Teresa of Ávila was sixty-two years old when she wrote her masterpiece. Ordered by her confessor to set down her teachings on prayer, she produced in a few months a work that would guide seekers for centuries. She called it "The Interior Castle."
"I thought of the soul as a castle," she wrote, "made of a single diamond or of very clear crystal, in which there are many rooms, just as in heaven there are many mansions. At the center of the castle dwells the King — and this is where we must travel."
"Consider your soul as a castle
With seven concentric dwelling places.
Most people live in the outer courtyard,
Never entering their own home.
The King waits in the innermost room —
But most never make the journey."
The first three mansions, Teresa explained, correspond to the beginning stages of prayer. Here the soul still relies heavily on its own efforts. It practices meditation, struggles against distraction, tries to live virtuously. These stages are valuable but precarious — many turn back when difficulties arise.
The fourth mansion marks a transition. "Here," Teresa wrote, "the supernatural begins to mingle with the natural. The soul does less; God does more. Prayer becomes simpler. The faculties begin to quiet. This is the prayer of recollection — not something we do, but something that happens to us."
"At first you seek God.
Then you realize God is seeking you.
At first you strive to pray.
Then prayer prays itself in you.
At first you work.
Then you learn to let God work."
The fifth and sixth mansions describe what Teresa called "the prayer of union" — states in which the boundaries between self and God begin to dissolve. Here the soul experiences ecstasies, raptures, visions. But Teresa warned: "Do not seek these experiences. They are not the goal. They are signposts along the way. Many become attached to spiritual experiences and never reach the center."

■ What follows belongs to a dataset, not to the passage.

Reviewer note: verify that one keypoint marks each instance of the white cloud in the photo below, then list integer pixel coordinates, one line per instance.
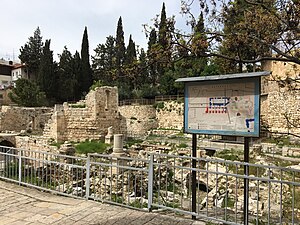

The seventh mansion is the innermost room — what Teresa called "the spiritual marriage." Here there are no more raptures, no more extraordinary experiences. There is only simple union. "The soul lives in God and God lives in the soul. The two have become one, yet they remain distinct. This is the mystery at the heart of the castle."
What does the soul do in the seventh mansion? "It serves," Teresa answered. "It loves. It works. The highest contemplation does not withdraw from the world but returns to it, transformed. Martha and Mary become one. Action and contemplation are no longer separate."
Teaching 21
Your soul is a castle with many rooms. At the center, the King waits. The journey inward passes through stages: from effort to surrender, from seeking to being sought, from experiences to simple union. The end is not withdrawal but transformed service.